Robert in einkaufszentren schohnmal an die teile am eingang gegen diebstahl gedacht senden auch elktromagnetische wellen und so weit ich mich erinnern kann sollen sie nicht die vogeschrieben grenzwerte einhalten habe ich mal im TV gesehn

von Robert » 9. März 2007 21:20

Die genau gleiche Feststellung habe ich auch gemacht. Früher hatte ich Angst wenn ich eine Antenne sah. Dank eines Nachbars der Radioamateur ist lies sich einiges erklären.
Die "giftigen" Antennen müssen nicht die Grössten sein. Das "Produkt" das abgestrahlt wird ist entscheidend.
Es muss nicht immer Kopfweh sein. Müdigkeit und Mattheit sind viel häuffger.
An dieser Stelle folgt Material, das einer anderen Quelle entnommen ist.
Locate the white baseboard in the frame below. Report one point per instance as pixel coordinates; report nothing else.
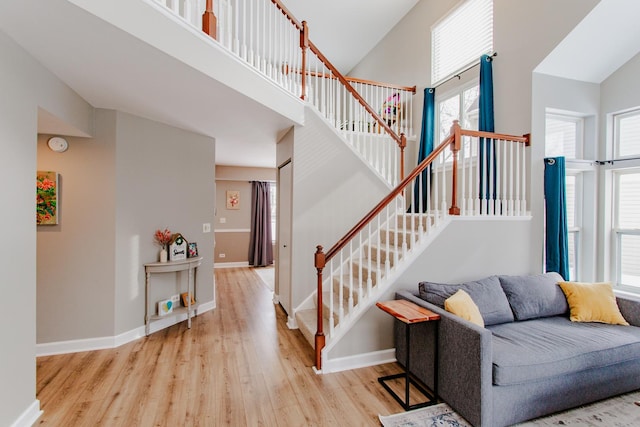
(91, 344)
(358, 361)
(29, 416)
(230, 264)
(291, 322)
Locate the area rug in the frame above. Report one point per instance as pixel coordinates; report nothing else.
(620, 411)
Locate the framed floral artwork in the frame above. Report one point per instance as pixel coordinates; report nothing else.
(233, 199)
(47, 198)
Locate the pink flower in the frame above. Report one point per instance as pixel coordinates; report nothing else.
(162, 237)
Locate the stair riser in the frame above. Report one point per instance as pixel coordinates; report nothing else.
(345, 291)
(382, 253)
(393, 240)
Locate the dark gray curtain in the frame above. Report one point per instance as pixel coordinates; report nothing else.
(261, 245)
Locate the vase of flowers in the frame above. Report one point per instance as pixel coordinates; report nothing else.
(162, 238)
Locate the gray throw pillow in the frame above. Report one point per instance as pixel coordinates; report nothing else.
(486, 293)
(535, 296)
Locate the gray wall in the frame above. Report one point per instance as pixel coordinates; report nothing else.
(25, 86)
(456, 255)
(133, 177)
(165, 177)
(524, 33)
(332, 190)
(76, 258)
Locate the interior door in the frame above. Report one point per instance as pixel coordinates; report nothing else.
(283, 283)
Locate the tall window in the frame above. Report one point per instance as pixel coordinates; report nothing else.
(627, 134)
(462, 105)
(564, 136)
(625, 168)
(273, 200)
(460, 38)
(627, 228)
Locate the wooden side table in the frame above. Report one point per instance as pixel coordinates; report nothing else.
(411, 314)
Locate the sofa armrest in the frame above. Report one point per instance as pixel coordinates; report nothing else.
(465, 368)
(630, 308)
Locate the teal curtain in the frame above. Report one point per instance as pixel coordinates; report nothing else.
(486, 123)
(556, 234)
(420, 190)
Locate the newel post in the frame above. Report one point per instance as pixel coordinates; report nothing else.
(455, 148)
(320, 339)
(403, 145)
(209, 22)
(304, 46)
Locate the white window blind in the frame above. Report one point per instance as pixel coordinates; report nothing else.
(627, 134)
(563, 136)
(460, 38)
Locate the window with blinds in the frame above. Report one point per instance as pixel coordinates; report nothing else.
(627, 134)
(626, 227)
(563, 136)
(460, 38)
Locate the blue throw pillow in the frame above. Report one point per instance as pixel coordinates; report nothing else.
(535, 296)
(486, 293)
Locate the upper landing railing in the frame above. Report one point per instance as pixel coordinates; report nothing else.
(375, 117)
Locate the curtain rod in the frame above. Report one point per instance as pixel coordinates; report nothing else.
(611, 162)
(475, 64)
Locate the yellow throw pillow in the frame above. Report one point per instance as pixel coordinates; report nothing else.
(463, 306)
(592, 302)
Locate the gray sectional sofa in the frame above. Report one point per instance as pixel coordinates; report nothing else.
(529, 360)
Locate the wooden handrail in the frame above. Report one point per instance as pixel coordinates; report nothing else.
(491, 135)
(209, 22)
(411, 89)
(288, 14)
(390, 197)
(354, 92)
(454, 141)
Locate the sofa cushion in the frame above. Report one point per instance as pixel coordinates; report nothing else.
(536, 349)
(463, 306)
(592, 302)
(534, 296)
(486, 293)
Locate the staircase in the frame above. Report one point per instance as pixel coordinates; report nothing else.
(363, 265)
(368, 273)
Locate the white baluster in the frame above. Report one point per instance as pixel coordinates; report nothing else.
(341, 289)
(351, 273)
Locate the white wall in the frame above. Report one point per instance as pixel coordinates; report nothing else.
(76, 258)
(524, 33)
(25, 86)
(583, 99)
(332, 190)
(165, 177)
(458, 254)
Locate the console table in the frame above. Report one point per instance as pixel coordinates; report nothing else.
(190, 265)
(411, 314)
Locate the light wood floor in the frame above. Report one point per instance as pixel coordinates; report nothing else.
(239, 365)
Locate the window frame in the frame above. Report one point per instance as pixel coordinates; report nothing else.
(457, 91)
(617, 232)
(579, 120)
(436, 47)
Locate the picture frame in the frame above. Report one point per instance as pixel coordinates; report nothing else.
(233, 199)
(184, 297)
(192, 251)
(47, 198)
(177, 248)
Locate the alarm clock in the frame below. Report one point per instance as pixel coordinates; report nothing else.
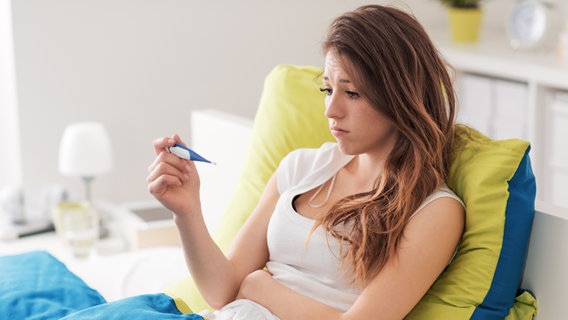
(532, 24)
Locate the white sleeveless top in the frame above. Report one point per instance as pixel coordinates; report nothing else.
(312, 267)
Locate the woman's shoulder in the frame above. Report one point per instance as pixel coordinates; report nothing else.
(442, 192)
(312, 156)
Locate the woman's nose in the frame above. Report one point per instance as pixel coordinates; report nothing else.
(332, 106)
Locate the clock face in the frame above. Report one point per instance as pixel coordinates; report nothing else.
(528, 23)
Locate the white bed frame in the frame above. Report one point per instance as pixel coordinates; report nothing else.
(547, 263)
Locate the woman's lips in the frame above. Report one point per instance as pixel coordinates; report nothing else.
(336, 131)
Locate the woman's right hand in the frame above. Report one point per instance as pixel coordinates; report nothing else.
(173, 181)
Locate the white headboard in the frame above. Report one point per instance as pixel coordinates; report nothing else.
(546, 270)
(224, 138)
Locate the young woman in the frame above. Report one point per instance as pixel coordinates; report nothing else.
(356, 229)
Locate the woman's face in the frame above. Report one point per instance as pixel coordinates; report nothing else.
(356, 125)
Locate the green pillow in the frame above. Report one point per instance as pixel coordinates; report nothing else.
(494, 178)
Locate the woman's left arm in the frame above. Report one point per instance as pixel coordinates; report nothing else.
(429, 242)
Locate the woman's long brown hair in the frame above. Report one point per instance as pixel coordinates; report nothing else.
(402, 74)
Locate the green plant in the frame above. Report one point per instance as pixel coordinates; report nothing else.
(461, 3)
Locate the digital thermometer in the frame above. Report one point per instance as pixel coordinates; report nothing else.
(186, 153)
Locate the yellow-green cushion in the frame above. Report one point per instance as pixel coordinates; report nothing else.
(494, 179)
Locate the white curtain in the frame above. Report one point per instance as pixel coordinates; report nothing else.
(10, 154)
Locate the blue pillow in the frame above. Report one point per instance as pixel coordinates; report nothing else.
(36, 285)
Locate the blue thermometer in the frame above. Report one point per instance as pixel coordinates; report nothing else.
(186, 153)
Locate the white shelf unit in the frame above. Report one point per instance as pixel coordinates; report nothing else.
(545, 113)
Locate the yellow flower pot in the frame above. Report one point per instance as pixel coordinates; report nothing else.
(465, 24)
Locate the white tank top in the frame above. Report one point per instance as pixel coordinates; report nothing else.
(311, 267)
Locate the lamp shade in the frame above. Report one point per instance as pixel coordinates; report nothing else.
(85, 150)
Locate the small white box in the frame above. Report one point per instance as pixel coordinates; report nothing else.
(149, 225)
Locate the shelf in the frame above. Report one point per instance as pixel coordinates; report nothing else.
(494, 57)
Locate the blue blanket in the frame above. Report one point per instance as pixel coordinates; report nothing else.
(36, 285)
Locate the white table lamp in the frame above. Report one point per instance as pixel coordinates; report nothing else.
(85, 151)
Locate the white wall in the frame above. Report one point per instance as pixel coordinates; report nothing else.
(140, 66)
(9, 138)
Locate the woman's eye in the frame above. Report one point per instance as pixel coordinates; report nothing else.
(327, 91)
(352, 94)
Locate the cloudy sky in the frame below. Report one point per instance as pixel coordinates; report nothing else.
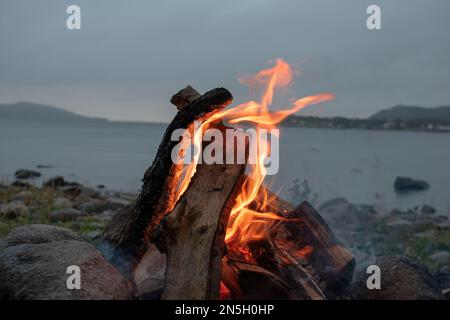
(131, 56)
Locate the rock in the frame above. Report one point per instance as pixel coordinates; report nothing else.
(399, 224)
(91, 206)
(404, 184)
(61, 202)
(38, 271)
(14, 210)
(55, 182)
(443, 279)
(26, 174)
(37, 233)
(71, 190)
(400, 280)
(20, 184)
(59, 182)
(89, 193)
(115, 203)
(23, 196)
(93, 235)
(426, 210)
(341, 214)
(441, 258)
(44, 166)
(65, 214)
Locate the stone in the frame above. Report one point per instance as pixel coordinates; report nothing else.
(26, 174)
(441, 258)
(14, 210)
(405, 184)
(426, 210)
(115, 203)
(37, 233)
(23, 196)
(65, 214)
(91, 206)
(20, 184)
(400, 280)
(38, 272)
(61, 202)
(55, 182)
(149, 274)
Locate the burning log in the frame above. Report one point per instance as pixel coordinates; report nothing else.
(245, 281)
(130, 231)
(303, 250)
(299, 259)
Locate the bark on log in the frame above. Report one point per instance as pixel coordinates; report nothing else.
(130, 231)
(195, 230)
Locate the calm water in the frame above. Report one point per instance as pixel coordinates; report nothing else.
(358, 165)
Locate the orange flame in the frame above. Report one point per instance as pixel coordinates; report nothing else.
(246, 224)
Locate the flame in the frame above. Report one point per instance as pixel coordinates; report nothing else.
(246, 224)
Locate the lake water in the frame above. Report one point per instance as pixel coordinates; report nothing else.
(358, 165)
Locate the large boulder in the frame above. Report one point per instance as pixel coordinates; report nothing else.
(405, 184)
(38, 272)
(37, 233)
(400, 280)
(26, 174)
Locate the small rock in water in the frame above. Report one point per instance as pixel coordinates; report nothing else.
(14, 210)
(26, 174)
(55, 182)
(115, 203)
(61, 202)
(20, 184)
(91, 206)
(404, 184)
(442, 258)
(426, 209)
(66, 214)
(23, 196)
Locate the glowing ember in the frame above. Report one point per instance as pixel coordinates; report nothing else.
(246, 224)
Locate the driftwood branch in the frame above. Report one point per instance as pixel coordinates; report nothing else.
(194, 232)
(130, 231)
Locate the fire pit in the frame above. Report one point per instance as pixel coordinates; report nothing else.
(213, 230)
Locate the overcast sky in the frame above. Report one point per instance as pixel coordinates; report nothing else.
(131, 56)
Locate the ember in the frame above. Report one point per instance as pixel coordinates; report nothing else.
(224, 233)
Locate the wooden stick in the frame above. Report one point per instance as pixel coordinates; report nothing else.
(195, 231)
(130, 231)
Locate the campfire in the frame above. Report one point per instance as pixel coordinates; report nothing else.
(201, 230)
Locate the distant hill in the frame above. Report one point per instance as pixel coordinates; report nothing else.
(33, 112)
(411, 113)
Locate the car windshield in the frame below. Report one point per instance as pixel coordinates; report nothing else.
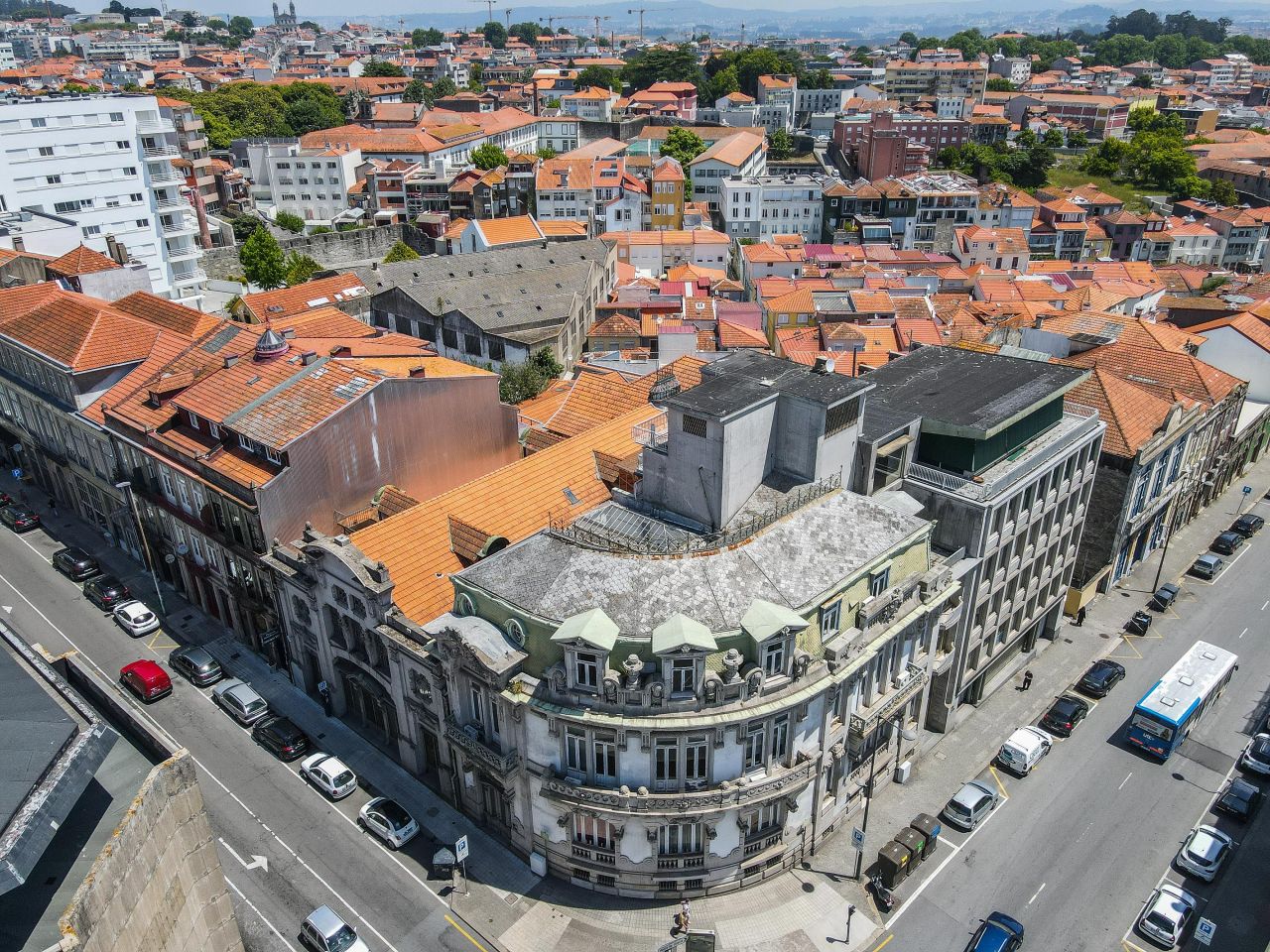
(341, 939)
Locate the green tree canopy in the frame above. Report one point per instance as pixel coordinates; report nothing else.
(488, 157)
(262, 261)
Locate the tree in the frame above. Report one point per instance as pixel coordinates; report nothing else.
(416, 91)
(494, 33)
(290, 222)
(780, 145)
(300, 268)
(488, 157)
(597, 76)
(400, 252)
(376, 68)
(683, 145)
(241, 27)
(262, 261)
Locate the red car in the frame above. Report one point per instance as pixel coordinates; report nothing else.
(145, 679)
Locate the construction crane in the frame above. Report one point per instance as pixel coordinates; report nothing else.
(640, 12)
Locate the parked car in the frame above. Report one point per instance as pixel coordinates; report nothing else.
(281, 737)
(1101, 676)
(197, 665)
(19, 518)
(105, 592)
(1227, 543)
(329, 774)
(1024, 751)
(1205, 852)
(388, 820)
(1065, 715)
(145, 679)
(1256, 756)
(970, 803)
(244, 705)
(1138, 624)
(1247, 525)
(75, 563)
(135, 619)
(998, 933)
(1239, 798)
(1167, 912)
(1165, 595)
(1206, 566)
(325, 932)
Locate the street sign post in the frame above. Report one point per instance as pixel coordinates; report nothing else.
(461, 856)
(1206, 930)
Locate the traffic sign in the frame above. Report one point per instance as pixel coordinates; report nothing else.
(1206, 930)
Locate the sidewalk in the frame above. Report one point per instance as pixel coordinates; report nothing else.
(801, 910)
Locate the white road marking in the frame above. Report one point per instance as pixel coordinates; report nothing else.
(259, 914)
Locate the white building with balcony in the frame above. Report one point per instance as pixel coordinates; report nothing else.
(104, 164)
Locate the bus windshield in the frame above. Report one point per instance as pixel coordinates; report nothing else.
(1152, 726)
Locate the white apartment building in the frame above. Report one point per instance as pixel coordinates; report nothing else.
(310, 182)
(761, 206)
(104, 164)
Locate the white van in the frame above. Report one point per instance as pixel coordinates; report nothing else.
(1024, 749)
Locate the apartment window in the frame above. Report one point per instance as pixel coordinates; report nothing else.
(585, 669)
(756, 740)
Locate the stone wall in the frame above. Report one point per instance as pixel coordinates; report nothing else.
(336, 249)
(158, 884)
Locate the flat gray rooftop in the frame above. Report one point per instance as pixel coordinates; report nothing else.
(790, 563)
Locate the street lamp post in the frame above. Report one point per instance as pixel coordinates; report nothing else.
(126, 485)
(873, 760)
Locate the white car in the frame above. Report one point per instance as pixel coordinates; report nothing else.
(388, 820)
(1256, 756)
(1205, 852)
(135, 619)
(1166, 915)
(329, 774)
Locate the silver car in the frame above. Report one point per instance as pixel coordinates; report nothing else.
(973, 802)
(1167, 914)
(244, 705)
(1205, 852)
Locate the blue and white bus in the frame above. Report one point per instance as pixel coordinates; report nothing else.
(1167, 714)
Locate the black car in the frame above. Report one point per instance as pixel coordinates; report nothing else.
(1247, 525)
(1062, 717)
(1165, 595)
(281, 737)
(105, 592)
(75, 563)
(1101, 676)
(1238, 800)
(1138, 624)
(18, 518)
(1227, 543)
(195, 664)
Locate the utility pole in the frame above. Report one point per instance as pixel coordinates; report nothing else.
(640, 12)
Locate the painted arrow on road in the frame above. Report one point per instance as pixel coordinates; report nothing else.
(258, 862)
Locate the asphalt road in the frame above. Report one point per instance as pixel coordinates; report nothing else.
(1082, 842)
(259, 807)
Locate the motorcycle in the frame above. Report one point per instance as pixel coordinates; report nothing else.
(885, 897)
Sie sind schlecht zu deuten.

In Einkaufszentren bekomme ich sehr schnell Kopfweh. Hatte das schon vor dem grossen Handy Hype. Ich schätze es ist das Kunstlicht das ein unnatürliches Spektrum aufweist das der Organismus falsch deutet.

von Sunriser » 9. März 2007 18:35

Ich kenne zahlreiche Leute die klagen bei neu erstellten Handymasten das sie Kopfweh und Unwohlsein haben. Dabei sind die Sendeanlagen noch nicht in Betrieb.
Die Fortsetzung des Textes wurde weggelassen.